There is, however, something gained in this case. Because $(x,y)$ is a polynomial on the entries of $x$ and $y$ (whereas $\langle x, y \rangle$ fails to be complex-differentiable), formulas involving the entry-wise transpose behave nicely with respect to computations involving complex numbers, including complex-differentiation.

For instance: the matrices satisfying $A^T = A$ form a complex subspace of $\Bbb C^{n \times n}.$ Also, the set of complex-orthogonal matrices (i.e. matrices satisfying $A^TA = I$) forms a smooth manifold in $\Bbb C^{n \times n}$.

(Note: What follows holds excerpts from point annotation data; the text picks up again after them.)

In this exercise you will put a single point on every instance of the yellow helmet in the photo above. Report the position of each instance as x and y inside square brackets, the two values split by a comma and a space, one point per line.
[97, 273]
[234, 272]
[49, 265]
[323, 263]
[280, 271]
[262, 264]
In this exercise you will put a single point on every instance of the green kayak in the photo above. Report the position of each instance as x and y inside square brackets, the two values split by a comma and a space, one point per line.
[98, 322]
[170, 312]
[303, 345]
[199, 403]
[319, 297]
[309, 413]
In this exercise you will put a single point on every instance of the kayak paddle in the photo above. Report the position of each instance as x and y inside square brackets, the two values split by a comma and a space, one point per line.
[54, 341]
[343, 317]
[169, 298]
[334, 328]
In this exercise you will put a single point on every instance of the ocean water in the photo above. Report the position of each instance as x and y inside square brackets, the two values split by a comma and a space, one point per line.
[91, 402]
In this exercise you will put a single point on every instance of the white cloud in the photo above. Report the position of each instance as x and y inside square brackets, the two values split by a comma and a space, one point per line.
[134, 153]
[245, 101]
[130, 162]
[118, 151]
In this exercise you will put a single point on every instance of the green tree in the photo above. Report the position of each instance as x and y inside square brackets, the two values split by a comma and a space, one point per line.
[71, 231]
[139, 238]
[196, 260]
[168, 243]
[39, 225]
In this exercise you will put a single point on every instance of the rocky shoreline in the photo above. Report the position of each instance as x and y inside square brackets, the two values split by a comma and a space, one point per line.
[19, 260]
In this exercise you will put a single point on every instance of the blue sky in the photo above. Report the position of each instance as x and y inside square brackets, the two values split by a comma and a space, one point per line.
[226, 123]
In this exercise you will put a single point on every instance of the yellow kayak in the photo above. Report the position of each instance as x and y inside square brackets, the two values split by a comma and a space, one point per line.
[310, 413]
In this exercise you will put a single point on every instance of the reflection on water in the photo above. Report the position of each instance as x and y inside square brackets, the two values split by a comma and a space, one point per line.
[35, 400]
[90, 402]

Another consequence of all this, as you said, is that the correct choice for you determinant formula is the entry-wise transpose rather than the conjugate transpose. In this case, the formula for the cofactor matrix bears no relation to the Euclidean geometry on $\Bbb R^n$ or $\Bbb C^n$.

Answer 2

Over any field $k$ a matrix $A\in k^{2\times 2}$ where $\det(A)\neq 0$ the inverse is given by $$\frac{1}{\det(A)}\begin{pmatrix}a_{22}&-a_{12}\\-a_{21}&a_{11}\end{pmatrix}$$ as you can easily calculate: $$\begin{pmatrix}a_{11}&a_{12}\\a_{21}&a_{22}\end{pmatrix}\begin{pmatrix}a_{22}&-a_{12}\\-a_{21}&a_{11}\end{pmatrix}=\begin{pmatrix}\det(A)&0\\0&\det(A)\end{pmatrix}$$

Answer 3

I don't see why we should. We have the well-known formula, valid over any commutative ring: $$A\,^{\mathrm t\mkern-2.5mu}(\operatorname{com}A)=(\det A)I$$ where $\;\operatorname{com}A$ denotes the comatrix of $A$, a.k.a. matrix of cofactors.

This formula results directly from Laplace's formula for the expansion of a determinant.